Es mag schwierig erscheinen, Nichtteilhabe und Ausschliessung zu unterscheiden. Klar, beides heisst nicht Teil von etwas Bestehendem zu sein. Eine adäquatere Differenzierung wird aber erst möglich, wenn man die Perspektive des Akteurs und deren Zugehörigkeit als Hauptkriterium in Betracht zieht. Die hierbei zu akzeptierende Prämisse ist der erklärte Wunsch von heute immerhin hunderteinundneunzig Staaten, anhand der Vereinten Nationen eine auf die Respektierung der Menschenrechte basierende Weltgesellschaft zu etablieren. In diesem feierlichen Moment wird die entstehende Weltgesellschaft als historische Tatsache geboren. Der Wunsch, daran nicht Teilnehmen zu wollen, hat mit dem entstandenen Konstrukt nichts zu tun, weil er nicht Teil dessen ist. Das Konstrukt Weltgesellschaft per se kommt mit dem Konstrukt der Nichtteilhabenden keineswegs in Berührung. Wohingegen die existenzbezogene Legitimation der Weltgesellschaft von denen in Frage gestellt werden kann, die bereits Teil dessen sind. Die Weltgesellschaft kann nicht von Aussen, sehr wohl aber von Innen zum Fall gebracht werden!

Es wurde bereits festgehalten, dass die Weltgesellschaft – und deshalb das Attribut entstehende und nicht bestehende – in Bewegung ist, resp. sein muss. Demzufolge kann alles was mit ihr zusammenhängt ebenfalls als prozesshaft betrachtet werden. So ist beispielsweise die Nichtteilhabe ein bestehendes Faktum, der Ausschluss aber ein Entstehendes; was wiederum die Nichtbezüglichkeit des Ersteren mit der Weltge-sellschaft bekräftigen könnte... Will man von Ausschluss aus der Weltgesellschaft sprechen, ist es deshalb konsequent, die entsprechende Fragestellung in Form eines Prozessmodells darzustellen:

In einem ersten Schritt wird der Exklusionsbegriff anhand der soziologischen Theorien von Ferdinand Tönnies, Georg Simmel, Max Weber & Talcott Parsons in Form eines mehrdimensionalen Prozessschemas (à je zwei Polen) resümiert. Die genannten Autoren wurden gewählt, weil sie Punkto Exklusionstheorien einen hohen Abstraktionsgrad aufweisen. Sie beziehen sich nicht auf eine eingeschränkte Anzahl an Sachverhalten oder sozialen Gruppen, sondern erlauben (zumindest eine Teilanwendung) ihres Exklusionsverständnisses auf mehreren Ebenen. Also nicht nur bezogen auf bestimmte Individuen in einer bestimmten Gesellschaft, sondern auf einer Makroebene auch bezogen auf bestimmte Nationen in der Weltgesellschaft. Was hierbei skizziert werden soll, ist wie gesagt ein theoretischer Raum, der die Komponenten dieser vier Theorien zu Dimensionen umformt. Sprich, jede Theorie wird als Achse für das prozesshafte Analyseschema verwendet.[1]
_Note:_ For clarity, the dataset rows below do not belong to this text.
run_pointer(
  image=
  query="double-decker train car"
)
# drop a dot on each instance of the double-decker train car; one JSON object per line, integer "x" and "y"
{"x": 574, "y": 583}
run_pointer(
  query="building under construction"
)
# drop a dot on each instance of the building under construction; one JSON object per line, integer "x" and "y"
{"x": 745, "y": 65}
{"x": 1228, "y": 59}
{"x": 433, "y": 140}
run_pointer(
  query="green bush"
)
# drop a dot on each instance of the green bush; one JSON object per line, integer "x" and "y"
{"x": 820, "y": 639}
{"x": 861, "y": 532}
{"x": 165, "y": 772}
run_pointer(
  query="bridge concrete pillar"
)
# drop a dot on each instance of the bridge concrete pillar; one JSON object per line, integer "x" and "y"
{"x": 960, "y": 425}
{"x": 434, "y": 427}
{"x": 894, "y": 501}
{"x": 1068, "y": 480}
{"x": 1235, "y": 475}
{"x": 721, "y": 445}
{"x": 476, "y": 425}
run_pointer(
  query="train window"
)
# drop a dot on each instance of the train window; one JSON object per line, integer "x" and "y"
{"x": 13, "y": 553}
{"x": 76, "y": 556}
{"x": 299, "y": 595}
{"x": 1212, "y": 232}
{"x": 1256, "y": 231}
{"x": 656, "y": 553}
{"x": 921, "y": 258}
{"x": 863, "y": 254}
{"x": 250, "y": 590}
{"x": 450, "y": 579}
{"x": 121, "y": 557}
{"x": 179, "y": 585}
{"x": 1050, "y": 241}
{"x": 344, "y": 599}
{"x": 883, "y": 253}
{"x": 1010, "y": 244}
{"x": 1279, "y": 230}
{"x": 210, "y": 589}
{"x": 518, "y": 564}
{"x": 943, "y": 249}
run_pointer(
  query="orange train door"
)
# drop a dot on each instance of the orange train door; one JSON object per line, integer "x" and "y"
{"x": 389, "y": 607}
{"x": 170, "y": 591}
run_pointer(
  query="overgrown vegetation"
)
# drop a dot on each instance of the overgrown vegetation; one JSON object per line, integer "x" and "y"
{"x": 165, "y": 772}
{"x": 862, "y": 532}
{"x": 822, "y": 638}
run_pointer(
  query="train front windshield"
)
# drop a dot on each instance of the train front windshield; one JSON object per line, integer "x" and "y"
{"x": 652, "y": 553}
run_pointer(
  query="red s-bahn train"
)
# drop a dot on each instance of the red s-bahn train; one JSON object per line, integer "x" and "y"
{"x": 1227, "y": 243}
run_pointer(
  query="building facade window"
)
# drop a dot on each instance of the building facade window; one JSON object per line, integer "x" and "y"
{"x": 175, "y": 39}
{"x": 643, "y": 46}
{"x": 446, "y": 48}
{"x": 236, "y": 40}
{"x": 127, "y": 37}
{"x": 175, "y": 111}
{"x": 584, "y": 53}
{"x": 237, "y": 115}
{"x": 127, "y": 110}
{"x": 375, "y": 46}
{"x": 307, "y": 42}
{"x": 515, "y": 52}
Das breite, begriffsgeleitete Analyseschema wird dann anhand eines Fallbeispieles auf seine Tauglichkeit hin überprüft. Sollte diese Analyse dazu führen, dass in Bezug auf das bestimmte Land tatsächlich Exklusion nachgewiesen werden kann, wäre die Frage – zumindest anhand der gewählten Theorien, resp. Methode – in abschliessender Form zustimmend beantwortet. Exklusion aus der Weltgesellschaft wäre im weitesten Sinne möglich… Soviel zum einfacheren Fall. Komplizierter wäre die Interpretation des Resultates, wenn sich herausstellen würde, dass die gewählte Nation kein Exklusionsopfer ist. Dies dürfte nicht zwangsläufig als verneinende Antwort missinterpretiert werden. Ebenso könnte dieses Resultat bedeuten, dass das verwendete Schema die Fragestellung nicht valide zu untersuchen vermag.[2] Würde man hingegen annehmen, dass das Schema methodologisch doch adäquat ist, wäre eine abschliessende Verneinung der Frage nur dann möglich, wenn das Schema bei allen Nationen der Welt Nonexklusion ergeben würde.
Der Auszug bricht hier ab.